Lo comprendía a la perfección, opinaba exactamente lo mismo, pues yo misma, en más de una ocasión pensé en enlistarme como enfermera de guerra. Pero ahora todo era diferente. Estaba casada y le había prometido a la Señorita Pony que no volvería a intentar enlistarme. 

—¿Piensas marcharte y dejar a tu esposa? —Archie fue el primero en reprobarle—. ¿Están recién casados y ya piensas abandonarla? ¿Esa es la clase de marido que deseas ser? 

—Lo único que te puedo asegurar, es que no deseo que viva sabiendo que su marido se quedó en casa porque tuvo miedo o poniéndola de pretexto, y no hizo algo honorable por su patria, sus compatriotas e incluso por su familia.

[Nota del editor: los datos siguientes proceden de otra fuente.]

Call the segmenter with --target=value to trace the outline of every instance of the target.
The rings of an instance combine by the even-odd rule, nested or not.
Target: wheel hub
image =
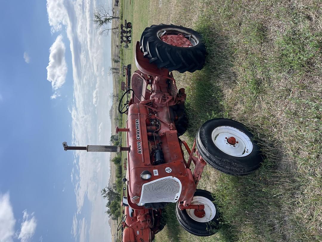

Los McLaughlin no somos cobardes.
Albert tuvo que intervenir para que aquella discusión terminara en ese momento y le aseguró que, si él o su familia aceptaban, con gusto se encargaría de pagar lo necesario para que nadie, ni siquiera su padre, fuera enlistado; sin embargo, lo dejaba a decisión de cada quien. 

Desmond agradeció, a pesar de que no aceptó. Aunque más tarde, me confesó lo indeciso que se encontraba. Deseaba ayudar a su país, pero también deseaba estar presente para iniciar su propia familia. Imagino que él creía tener el tiempo suficiente para decidir, cuando en realidad solo dejó que fuera el destino quien decidiera por él y por mí.

A mediados de Marzo el ya estaba en el campo de batalla, y solo podía sorprender a mi esposo con la noticia de mi embarazo a través de una carta que esperaba le llegará. De acuerdo a lo que dijo el médico, solo tenía dos meses, pero estaba tan entusiasmada, que no tardé en revelárselo a todos, quienes ya de por sí siempre me abordaban con esa incansable indirecta. 

Estaba bien, tranquila y feliz. Incluso, Albert había animado a mi suegro para que, en sus ratos libres, entre ambos construyeran la cuna para el próximo integrante de la familia. 

El primer fin de semana de junio, Annie y Patty me habían invitado a desayunar y a dar una vuelta por el parque. Gracias a mi trabajo y al cansancio que mi embarazo me provocaba, había pasado casi un mes desde la última vez en que habíamos convivido. Fue así, mientras nos deteníamos en un puesto de periódico para comprar alguna revista sobre maternidad en la que habían insistido, que Patty se alarmó de un titular muy distinto a los demás.